The global artificial intelligence (AI) market is forecast to grow at a compound annual growth rate (CAGR) of 21.4% from $81.3 billion in 2022 to reach $383.3 billion in 2030, according to GlobalData.
GlobalData’s latest thematic report, “Artificial Intelligence,” reveals that the explosion in the volume of sensor data, coupled with the increased sophistication of advanced deep learning models, the emergence of generative AI, and the availability of chips created specifically for AI processes, will all drive growth in AI over the coming years.

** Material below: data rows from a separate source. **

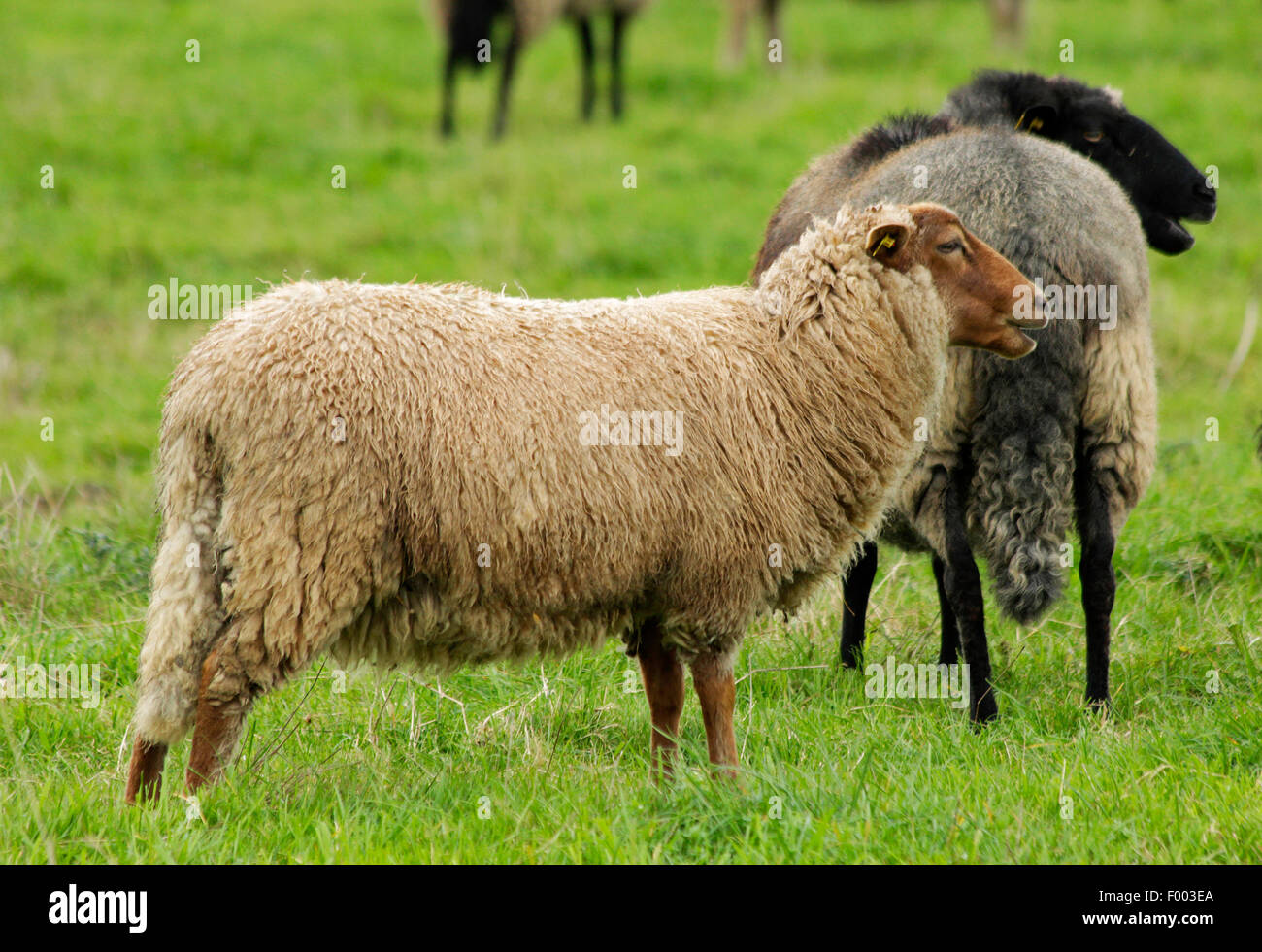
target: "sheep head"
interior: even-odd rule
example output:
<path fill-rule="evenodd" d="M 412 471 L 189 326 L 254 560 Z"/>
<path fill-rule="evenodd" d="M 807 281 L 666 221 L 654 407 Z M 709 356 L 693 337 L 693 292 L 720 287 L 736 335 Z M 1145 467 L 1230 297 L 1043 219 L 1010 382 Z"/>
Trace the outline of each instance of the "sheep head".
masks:
<path fill-rule="evenodd" d="M 1205 173 L 1131 115 L 1116 90 L 1064 76 L 986 71 L 953 92 L 944 111 L 982 125 L 992 125 L 998 111 L 1017 131 L 1051 139 L 1100 165 L 1131 197 L 1148 245 L 1165 255 L 1195 243 L 1180 219 L 1209 222 L 1218 212 L 1218 192 Z"/>
<path fill-rule="evenodd" d="M 1047 324 L 1039 290 L 950 209 L 921 202 L 907 206 L 904 217 L 877 221 L 864 248 L 886 267 L 929 269 L 952 319 L 950 344 L 1010 359 L 1034 351 L 1035 340 L 1021 328 Z"/>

Josep Bori, Research Director at GlobalData Thematic Intelligence, comments: “Despite the hype, artificial general intelligence (AGI), or the ability of machines to do anything that a human can and possess consciousness, is still decades away. However, ‘good enough’ AI is already here, capable of interacting with humans, motion, and making decisions. For example, OpenAI’s GPT-3 and ChatGPT models can write original prose and chat with human fluency, DeepMind’s algorithms can beat the best human chess players, and Boston Dynamics’ Atlas robots can somersault. If this evolution continues, it could upend the labor-based capitalist economic model.”
Driven by ethical and political concerns, using AI for facial recognition will lead to conflict in standards and regulatory approaches. This will lead to the break-up of the global supply chain in the AI segment, as is already underway in semiconductors. Ultimately stricter ethical regulation will break the global AI market into geopolitical silos, in isolation from one another.
Bori continues: “The most advanced AI technologies, such as computer vision and generative language models, rely on powerful AI chips. As such, the ongoing US‑China trade dispute, which has led to the US prohibiting exports to China of either AI chips or the tools to manufacture them, will disrupt the competitive landscape. China will lose its AI market dominance unless it can secure access to advanced chip manufacturing technology.“
The ongoing trade dispute between China and the US has negative implications for the global progress of AI technologies. However, China will play a leading role in AI due to its leadership in AI software and IoT technology and its progress in low-end chip manufacturing.
Bori concludes: “Unless China solves its access to extreme ultraviolet (EUV) lithography technology, currently indirectly prevented by the US sanctions, and can manufacture more powerful and miniaturized chips (i.e., on 5 and 3 nanometer nodes), it will struggle in AI in the data center and related fields such as CV.”